Pierre Montel, chargé de mission à la fédération des radios associatives des Pays de la Loire.
Qu'allez-vous faire précisément mercredi, sur le toit du Sillon de Bretagne ?
Après le lancement du congrès national des radios libres, tout le monde se déplacera à Saint-Herblain pour une opération symbolique. En début d'après-midi, depuis le Sillon de Bretagne, nous lancerons le signal de la première démonstration de diffusion numérique terrestre multinorme. Rachid Arhab, membre du Conseil supérieur de l'audiovisuel allumera l'émetteur. Pour la première fois des gens aussi différents que OÜI FM, Hit West, RFI et LCI radio se sont entendus pour envoyer un message fort au Conseil supérieur de l'audiovisuel (CSA) et au ministère de la Culture. La belle démonstration nantaise va durer deux mois. Nous allons distribuer une dizaine de récepteurs, dont six dans les radios nantaises où il sera possible d'aller se rendre compte de la qualité des émissions de radio numérique.
C'est la reconnaissance d'une place à part des radios nantaises ?
D'habitude le congrès se tient dans la région parisienne. Cette année, de façon exceptionnelle, le syndicat historique des radios libres a choisi Nantes. Les radios nantaises et régionales sont citées en exemple pour tout un tas d'initiatives, entre autres le développement de technologies comme la Radio Numérique Terrestre. L'histoire se répète. Il y a toujours des combats à mener. Hier contre le monopole d'État ; aujourd'hui contre les gros groupes privés qui bloquent sur la question de la radio numérique.
Le congrès tournera donc autour de la radio numérique ?

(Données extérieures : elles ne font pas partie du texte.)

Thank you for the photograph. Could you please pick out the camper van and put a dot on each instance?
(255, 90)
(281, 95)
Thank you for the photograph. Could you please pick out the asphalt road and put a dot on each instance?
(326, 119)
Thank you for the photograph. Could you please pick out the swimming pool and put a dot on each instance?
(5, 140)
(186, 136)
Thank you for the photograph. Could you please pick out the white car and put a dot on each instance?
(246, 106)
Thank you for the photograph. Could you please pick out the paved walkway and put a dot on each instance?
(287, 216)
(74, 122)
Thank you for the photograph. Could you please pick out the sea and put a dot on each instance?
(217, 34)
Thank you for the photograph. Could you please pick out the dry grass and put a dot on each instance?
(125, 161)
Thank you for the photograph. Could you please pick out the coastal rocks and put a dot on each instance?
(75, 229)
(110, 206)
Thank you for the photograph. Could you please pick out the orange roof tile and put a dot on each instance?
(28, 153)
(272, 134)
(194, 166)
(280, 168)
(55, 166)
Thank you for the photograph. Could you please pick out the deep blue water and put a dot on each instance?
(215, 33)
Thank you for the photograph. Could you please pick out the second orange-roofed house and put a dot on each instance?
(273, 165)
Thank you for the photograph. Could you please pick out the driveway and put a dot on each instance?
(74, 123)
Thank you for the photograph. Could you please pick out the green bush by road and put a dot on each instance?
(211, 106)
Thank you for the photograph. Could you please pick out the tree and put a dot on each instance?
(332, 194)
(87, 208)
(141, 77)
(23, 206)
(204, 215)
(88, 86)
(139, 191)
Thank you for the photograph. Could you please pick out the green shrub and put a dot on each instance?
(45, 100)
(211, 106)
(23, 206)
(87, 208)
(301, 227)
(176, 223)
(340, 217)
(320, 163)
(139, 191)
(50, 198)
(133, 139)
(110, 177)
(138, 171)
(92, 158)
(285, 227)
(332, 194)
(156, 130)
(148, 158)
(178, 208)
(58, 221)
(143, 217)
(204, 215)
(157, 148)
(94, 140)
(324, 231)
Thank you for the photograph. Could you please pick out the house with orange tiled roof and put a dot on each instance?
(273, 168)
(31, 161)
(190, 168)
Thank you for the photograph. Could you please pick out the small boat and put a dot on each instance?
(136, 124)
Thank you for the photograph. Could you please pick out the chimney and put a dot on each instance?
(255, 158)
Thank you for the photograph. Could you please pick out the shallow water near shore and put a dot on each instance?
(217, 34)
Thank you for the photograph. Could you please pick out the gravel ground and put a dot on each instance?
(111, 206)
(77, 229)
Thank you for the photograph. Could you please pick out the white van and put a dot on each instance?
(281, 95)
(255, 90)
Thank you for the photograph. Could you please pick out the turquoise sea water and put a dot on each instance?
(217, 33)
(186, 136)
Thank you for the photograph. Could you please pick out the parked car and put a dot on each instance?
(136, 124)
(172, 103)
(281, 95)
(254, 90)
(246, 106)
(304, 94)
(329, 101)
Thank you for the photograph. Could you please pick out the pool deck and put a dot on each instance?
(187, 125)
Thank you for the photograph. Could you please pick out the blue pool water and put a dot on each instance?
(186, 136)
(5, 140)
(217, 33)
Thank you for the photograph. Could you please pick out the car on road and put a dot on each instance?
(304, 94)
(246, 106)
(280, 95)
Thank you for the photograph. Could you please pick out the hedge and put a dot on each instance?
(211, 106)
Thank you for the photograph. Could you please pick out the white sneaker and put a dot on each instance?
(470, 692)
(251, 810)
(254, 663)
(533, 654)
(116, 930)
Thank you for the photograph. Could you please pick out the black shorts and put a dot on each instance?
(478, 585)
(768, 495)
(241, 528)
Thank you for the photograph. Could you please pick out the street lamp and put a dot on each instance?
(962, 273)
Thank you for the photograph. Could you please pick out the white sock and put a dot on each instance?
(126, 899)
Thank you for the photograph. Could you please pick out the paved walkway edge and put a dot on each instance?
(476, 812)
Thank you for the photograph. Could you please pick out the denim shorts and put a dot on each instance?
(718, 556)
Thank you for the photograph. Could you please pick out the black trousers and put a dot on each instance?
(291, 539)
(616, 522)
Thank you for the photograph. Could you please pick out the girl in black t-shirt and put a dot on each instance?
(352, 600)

Ce sera le sujet principal. Sur le plateau, nous attendons du beau monde : des représentants du CSA et du ministère de la culture, mais aussi quelqu'un de la BBC. De l'autre côté de la Manche, ils se sont lancés avant nous. Nous voudrions que le ministère et le CSA envoient un signal, pour un lancement avant la fin de l'année 2010. Ce qui correspondrait au calendrier fixé avant que les quatre principaux groupes commerciaux stoppent l'élan collectif. Prétextant qu'ils n'ont pas trouvé de modèle économique viable, ils ont demandé un moratoire de 18 mois.
Qu'y gagneront les auditeurs ?
Saturée, la bande FM ne peut pas accueillir une radio de plus. Des radios nationales comme OÜI FM (rock), FG radio, TSF jazz pourraient alors émettre à Nantes. Le passage à la radio numérique terrestre y ouvrirait au moins dix places supplémentaires.
Mais il faudra changer les récepteurs...
Les gens ne se sont pas posé la question avec la télé numérique. Les récepteurs radios que nous utilisons sont amortis depuis longtemps. Et je signale que nos amis de la BBC, quand ils sont passés au numérique, ont mis en place la prime à la casse des récepteurs radios.